Limitations of the study

This study's findings should be interpreted in the context of some limitations. The study was cross-sectional in design and the studied schools and sample of school children were not randomly selected. The study population comprised primary school children in grades 6 and 7, and secondary school children in forms 3 and 4, and the results may not be generalised to school children in other levels of education. Future studies may overcome these limitations by using longitudinal designs with larger and more representative samples (Hsan et al. 2019). With regard to the Hawthorn effect, the hand hygiene behaviour portrayed by the pupils under observation may not adequately represent their routine hand hygiene practices. To address this possible source of bias, the observation visits were not announced to the participants. This study focused on primary and secondary school children's hand hygiene behaviours but did not examine their teachers' practices, opinions and knowledge in this regard. This may have limited the study's capacity to determine institutional factors enhancing or constraining the hand hygiene behaviour of school children. Further research is needed in this regard.

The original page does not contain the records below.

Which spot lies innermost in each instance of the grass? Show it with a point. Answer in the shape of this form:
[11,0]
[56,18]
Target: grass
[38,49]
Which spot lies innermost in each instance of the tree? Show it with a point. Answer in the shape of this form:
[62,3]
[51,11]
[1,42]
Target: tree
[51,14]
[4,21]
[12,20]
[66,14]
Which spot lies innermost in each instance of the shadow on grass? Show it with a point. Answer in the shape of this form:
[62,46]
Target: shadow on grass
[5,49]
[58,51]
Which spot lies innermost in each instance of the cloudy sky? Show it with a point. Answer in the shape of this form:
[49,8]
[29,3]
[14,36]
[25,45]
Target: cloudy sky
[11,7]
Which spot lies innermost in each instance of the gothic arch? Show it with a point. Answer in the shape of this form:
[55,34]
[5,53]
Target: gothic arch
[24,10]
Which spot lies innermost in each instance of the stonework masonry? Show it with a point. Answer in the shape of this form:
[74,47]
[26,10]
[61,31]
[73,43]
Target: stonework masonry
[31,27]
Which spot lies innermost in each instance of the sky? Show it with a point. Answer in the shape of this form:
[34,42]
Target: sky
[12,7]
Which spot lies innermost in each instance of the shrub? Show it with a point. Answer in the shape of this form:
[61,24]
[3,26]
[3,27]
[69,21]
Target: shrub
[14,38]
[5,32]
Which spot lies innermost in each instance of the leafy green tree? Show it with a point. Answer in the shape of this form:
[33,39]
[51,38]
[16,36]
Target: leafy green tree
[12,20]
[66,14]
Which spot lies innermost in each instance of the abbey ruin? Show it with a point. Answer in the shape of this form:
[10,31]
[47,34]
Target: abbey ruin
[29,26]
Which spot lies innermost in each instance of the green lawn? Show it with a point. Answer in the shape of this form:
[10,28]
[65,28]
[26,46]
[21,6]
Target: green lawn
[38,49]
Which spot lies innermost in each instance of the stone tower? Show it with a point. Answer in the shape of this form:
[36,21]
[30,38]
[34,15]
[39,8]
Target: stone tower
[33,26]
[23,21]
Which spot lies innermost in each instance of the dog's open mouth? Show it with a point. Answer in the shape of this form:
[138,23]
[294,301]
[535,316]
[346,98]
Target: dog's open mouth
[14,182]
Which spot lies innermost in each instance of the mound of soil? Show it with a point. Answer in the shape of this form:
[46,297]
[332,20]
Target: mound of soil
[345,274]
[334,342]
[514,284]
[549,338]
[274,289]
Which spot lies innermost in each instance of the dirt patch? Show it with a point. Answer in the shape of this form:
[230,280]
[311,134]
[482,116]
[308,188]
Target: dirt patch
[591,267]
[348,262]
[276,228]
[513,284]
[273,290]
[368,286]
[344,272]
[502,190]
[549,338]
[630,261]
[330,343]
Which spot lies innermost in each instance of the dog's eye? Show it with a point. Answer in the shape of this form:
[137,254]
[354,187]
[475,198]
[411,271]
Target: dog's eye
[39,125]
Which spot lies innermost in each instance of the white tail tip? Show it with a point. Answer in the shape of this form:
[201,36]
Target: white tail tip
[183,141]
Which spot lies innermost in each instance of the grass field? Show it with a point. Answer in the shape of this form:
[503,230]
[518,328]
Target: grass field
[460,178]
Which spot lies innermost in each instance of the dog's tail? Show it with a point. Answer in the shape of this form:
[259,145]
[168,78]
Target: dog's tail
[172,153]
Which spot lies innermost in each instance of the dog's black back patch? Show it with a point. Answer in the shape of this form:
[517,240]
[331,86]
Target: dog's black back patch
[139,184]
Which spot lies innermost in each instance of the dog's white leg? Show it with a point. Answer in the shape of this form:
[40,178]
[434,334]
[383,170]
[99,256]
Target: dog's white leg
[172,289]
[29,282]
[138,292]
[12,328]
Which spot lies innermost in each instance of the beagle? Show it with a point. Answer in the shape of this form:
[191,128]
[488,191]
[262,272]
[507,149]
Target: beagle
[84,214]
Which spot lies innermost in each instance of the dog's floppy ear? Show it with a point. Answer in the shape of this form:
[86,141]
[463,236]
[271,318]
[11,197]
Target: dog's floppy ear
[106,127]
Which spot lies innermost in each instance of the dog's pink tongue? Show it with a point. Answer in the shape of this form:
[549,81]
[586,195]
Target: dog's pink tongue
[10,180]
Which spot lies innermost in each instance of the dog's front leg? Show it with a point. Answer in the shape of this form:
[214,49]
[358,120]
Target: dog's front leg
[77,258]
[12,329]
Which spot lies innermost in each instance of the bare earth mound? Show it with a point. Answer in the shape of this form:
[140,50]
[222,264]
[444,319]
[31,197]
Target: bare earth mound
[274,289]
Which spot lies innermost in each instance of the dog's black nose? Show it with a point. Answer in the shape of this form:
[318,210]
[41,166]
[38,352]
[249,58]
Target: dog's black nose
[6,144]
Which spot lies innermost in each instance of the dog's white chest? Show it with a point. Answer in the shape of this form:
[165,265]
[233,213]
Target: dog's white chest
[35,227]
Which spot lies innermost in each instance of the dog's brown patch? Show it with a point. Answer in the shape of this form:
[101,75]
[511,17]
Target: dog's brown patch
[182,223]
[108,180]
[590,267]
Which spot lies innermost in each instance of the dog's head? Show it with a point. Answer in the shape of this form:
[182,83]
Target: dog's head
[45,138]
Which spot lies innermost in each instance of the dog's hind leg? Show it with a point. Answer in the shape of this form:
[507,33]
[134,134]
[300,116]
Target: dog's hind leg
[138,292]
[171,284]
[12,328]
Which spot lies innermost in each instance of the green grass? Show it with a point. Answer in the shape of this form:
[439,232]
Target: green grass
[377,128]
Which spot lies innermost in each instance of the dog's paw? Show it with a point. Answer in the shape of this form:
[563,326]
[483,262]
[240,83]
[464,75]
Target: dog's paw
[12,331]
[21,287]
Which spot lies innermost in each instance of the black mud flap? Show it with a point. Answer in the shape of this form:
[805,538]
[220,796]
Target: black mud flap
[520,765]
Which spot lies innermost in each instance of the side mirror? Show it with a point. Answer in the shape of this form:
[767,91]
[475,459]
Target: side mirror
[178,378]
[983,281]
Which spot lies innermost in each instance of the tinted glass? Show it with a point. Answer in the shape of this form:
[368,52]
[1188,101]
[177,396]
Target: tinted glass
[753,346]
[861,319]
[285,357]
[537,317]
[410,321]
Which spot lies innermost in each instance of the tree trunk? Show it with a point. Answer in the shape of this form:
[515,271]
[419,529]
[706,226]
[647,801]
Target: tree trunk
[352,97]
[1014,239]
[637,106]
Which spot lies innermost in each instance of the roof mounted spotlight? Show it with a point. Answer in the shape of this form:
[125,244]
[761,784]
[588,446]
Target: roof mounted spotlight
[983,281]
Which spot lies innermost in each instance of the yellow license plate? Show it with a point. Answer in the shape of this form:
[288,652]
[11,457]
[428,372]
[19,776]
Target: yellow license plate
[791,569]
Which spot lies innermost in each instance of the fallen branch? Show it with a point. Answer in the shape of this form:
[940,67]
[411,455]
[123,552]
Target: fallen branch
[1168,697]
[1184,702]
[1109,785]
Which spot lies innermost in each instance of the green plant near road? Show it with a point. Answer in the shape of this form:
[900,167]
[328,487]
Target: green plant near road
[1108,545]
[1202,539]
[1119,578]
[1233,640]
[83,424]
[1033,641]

CONCLUSION AND REMARKS FOR FURTHER STUDIES

Our findings showed that there is a lack of hand hygiene practices among school children who did not belong to a WASH club and had dirty teeth. This finding indicates that functional school WASH clubs provide the required environment for inculcating the responsibility and practice of good hygiene behaviours among members. Therefore, investing in hand hygiene behaviours change processes among school children through the promotion, formation and or resuscitation of WASH clubs in schools is important in disease prevention among communities in developing countries. In this regard, government ministries responsible for health and education should promote the formation, resuscitation and empowerment of school WASH clubs because they play an important role in faecal–oral disease prevention. In addition, school-based WASH clubs are a low-cost public health intervention that can be readily implemented in low- and middle-income countries. The common practice of drying hands by rubbing them on the school uniform promotes recontamination with pathogens and points to the importance of providing hand drying materials such as disposable tissue or facilities such as air driers. In addition, the unhygienic practice could be a consequence of inadequate knowledge on recommended hand drying techniques and on diarrhoeal diseases associated with poor hand hygiene practices. Workshops for school WASH clubs and teachers may help address this knowledge gap. Future efforts may investigate whether the use of good hand hygiene behaviours at school is influenced by household level factors such as access to hygiene facilities at home and the community socio-economic status. Further research could include swabbing hands of school children post handwashing and post hand drying to assess the effectiveness of methods used and provide evidence-based recommendations on required improvements. Further studies should assess the role of water quality (source and point-of-use) for handwashing where the availability of soap is limited. Lastly, it may be helpful for future studies to consider analysing the WASH questionnaire through a model with hypotheses and constructs.

ACKNOWLEDGEMENTS

Authors would like to thank the study participants for their input and time during the research data collection phase.

CONFLICT OF INTEREST

Authors report no conflict of interest.

DATA AVAILABILITY STATEMENT

All relevant data are included in the paper or its Supplementary Information.